Dalam PP 23 maupun PP 24 diatur tentang divestasi saham pemegang izin usaha pertambangan dan izin usaha pertambangan khusus yang sahamnya dimiliki oleh asing.
Pasal 97 ayat 1 ditekankan bahwa pemegang iup dan iupk dalam rangka penanaman modal asing setelah 5 tahun berproduksi wajib melakukan divestasi sahamnya secara bertahap sehingga pada tahun ke 10 sahamnya paling sedikit 51% dimiliki peserta Indonesia, dan PP ini pun secara otomatis berlaku untuk Freeport.
Sangatlah tidak elegan ketika Jokowi tidak menceritakan jasa SBY dalam memperjuangkan kepemilikan Indonesia terhadap saham Freeport, bahkan, Jokowi terus menyindir pemerintah sebelumnya dengan mengatakan Indonesia terus saja hanya medapatkan 9%.
“Jokowi seharusnya berkata jujur, peraturan divestasi 51% saham pertambangan asing adalah berkat jasa pak SBY, kalau SBY tidak menerbitkan UU No 4, PP 23, PP 24, sudah pasti pemerintahan Jokowi tidak akan bisa bernegosiasi dengan Freeport untuk melepas sahamnya 51%, dan belum tentu juga Pak Jokowi seberani Pak SBY menerbitkan UU dan PP yang tidak populer di mata para pengusaha tambang lokal maupun asing, malahan sebaliknya sempat terdengar wacana pemerintah Jokowi akan memperbolehkan kembali ekspor mineral mentah."
Dia pun berharap Projo tidak menelan mentah-mentah apa yang dikatakan Jokowi agar tidak ditertawakan para pelaku usaha pertambangan.
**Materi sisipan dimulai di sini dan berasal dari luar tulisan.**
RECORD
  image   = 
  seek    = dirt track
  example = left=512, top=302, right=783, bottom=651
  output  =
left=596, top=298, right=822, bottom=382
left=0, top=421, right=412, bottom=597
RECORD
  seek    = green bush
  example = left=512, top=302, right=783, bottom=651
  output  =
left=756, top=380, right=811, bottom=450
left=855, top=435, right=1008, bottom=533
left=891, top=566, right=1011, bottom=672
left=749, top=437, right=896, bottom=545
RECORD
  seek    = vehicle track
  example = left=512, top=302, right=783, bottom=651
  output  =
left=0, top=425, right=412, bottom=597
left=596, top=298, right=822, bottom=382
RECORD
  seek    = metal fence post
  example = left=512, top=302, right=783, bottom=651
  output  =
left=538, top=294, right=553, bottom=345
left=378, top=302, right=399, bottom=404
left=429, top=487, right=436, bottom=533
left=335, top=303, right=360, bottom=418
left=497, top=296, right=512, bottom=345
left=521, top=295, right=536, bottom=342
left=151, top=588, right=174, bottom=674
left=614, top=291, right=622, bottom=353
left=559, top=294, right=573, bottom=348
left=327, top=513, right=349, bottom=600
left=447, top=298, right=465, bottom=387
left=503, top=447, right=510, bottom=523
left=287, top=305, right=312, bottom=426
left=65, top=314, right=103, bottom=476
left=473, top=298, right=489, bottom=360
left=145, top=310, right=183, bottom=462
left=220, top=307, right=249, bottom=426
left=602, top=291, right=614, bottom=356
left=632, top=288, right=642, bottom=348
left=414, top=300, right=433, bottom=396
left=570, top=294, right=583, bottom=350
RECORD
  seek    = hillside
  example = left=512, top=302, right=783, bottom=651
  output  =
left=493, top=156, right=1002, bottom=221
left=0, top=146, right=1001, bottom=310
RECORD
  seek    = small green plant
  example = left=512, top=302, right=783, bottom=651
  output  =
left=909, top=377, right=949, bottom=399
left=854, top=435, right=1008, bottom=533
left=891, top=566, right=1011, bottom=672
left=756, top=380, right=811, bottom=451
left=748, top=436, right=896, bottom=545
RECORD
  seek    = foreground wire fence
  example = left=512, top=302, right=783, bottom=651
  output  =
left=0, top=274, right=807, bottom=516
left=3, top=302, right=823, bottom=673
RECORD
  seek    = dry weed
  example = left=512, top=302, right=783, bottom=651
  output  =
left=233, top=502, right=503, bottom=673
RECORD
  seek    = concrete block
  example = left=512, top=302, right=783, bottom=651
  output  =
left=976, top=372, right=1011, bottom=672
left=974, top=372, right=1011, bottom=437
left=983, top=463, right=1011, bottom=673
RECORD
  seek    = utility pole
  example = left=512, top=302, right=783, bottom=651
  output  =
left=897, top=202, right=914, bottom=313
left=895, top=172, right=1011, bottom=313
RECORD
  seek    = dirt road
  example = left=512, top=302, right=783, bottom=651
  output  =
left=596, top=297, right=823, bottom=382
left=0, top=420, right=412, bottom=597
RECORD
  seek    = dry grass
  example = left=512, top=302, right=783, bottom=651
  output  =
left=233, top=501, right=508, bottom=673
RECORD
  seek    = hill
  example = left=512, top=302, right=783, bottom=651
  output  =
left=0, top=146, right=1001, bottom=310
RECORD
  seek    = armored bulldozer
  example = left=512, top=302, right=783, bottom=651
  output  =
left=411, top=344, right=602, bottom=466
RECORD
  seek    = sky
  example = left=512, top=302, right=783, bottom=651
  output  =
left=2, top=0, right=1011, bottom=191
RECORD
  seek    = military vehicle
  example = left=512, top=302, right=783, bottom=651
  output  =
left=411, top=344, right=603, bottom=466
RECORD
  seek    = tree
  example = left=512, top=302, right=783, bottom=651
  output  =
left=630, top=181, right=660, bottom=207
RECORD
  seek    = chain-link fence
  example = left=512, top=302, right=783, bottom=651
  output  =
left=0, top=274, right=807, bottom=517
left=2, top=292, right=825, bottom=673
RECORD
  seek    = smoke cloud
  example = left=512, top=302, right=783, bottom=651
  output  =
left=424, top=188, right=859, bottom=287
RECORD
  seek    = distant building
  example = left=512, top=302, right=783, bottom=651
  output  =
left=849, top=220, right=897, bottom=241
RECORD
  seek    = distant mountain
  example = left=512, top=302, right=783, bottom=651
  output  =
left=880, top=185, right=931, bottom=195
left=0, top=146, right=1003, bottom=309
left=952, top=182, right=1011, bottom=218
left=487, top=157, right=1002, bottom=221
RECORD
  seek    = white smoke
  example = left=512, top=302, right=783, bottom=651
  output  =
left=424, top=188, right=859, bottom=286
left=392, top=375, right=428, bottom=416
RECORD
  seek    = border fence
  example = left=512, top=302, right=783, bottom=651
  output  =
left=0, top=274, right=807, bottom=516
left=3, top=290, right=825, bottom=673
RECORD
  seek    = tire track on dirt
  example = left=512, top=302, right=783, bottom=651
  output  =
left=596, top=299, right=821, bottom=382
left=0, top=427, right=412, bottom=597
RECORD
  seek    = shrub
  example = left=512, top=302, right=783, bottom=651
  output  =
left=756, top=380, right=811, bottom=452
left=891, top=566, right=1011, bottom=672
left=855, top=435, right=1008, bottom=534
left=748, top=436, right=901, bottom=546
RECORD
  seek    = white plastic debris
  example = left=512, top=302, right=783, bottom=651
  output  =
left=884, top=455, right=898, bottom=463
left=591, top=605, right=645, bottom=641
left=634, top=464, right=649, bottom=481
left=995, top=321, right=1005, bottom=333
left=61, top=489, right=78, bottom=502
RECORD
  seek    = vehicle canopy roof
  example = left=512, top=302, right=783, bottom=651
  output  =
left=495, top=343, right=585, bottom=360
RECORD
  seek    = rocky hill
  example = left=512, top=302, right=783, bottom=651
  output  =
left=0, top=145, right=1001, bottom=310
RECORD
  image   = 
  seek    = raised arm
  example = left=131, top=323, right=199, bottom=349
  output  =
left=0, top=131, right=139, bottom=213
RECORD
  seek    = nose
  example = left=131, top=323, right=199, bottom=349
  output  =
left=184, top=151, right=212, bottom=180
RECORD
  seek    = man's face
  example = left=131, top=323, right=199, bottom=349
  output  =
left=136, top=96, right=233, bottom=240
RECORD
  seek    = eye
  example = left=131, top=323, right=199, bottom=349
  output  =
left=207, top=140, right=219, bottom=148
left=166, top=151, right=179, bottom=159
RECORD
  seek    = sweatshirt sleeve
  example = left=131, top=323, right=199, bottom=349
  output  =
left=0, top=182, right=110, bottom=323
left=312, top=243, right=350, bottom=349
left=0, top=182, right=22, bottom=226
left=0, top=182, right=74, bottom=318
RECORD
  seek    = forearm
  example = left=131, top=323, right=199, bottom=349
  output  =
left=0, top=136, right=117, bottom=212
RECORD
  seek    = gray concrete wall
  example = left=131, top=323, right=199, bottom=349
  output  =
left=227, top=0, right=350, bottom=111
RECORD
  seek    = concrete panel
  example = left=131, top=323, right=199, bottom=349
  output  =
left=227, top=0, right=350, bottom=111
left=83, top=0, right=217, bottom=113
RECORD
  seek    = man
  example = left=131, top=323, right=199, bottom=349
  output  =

“Semoga saja Projo tidak langsung menerima mentah-mentah perintah Pak Jokowi untuk memamerkan kepada masyarakat bahwa divestasi saham freeport adalah berkat keberhasilan pemerintah Jokowi semata, karena nanti bisa ditertawakan oleh praktisi pertambangan,” pungkas Bastian.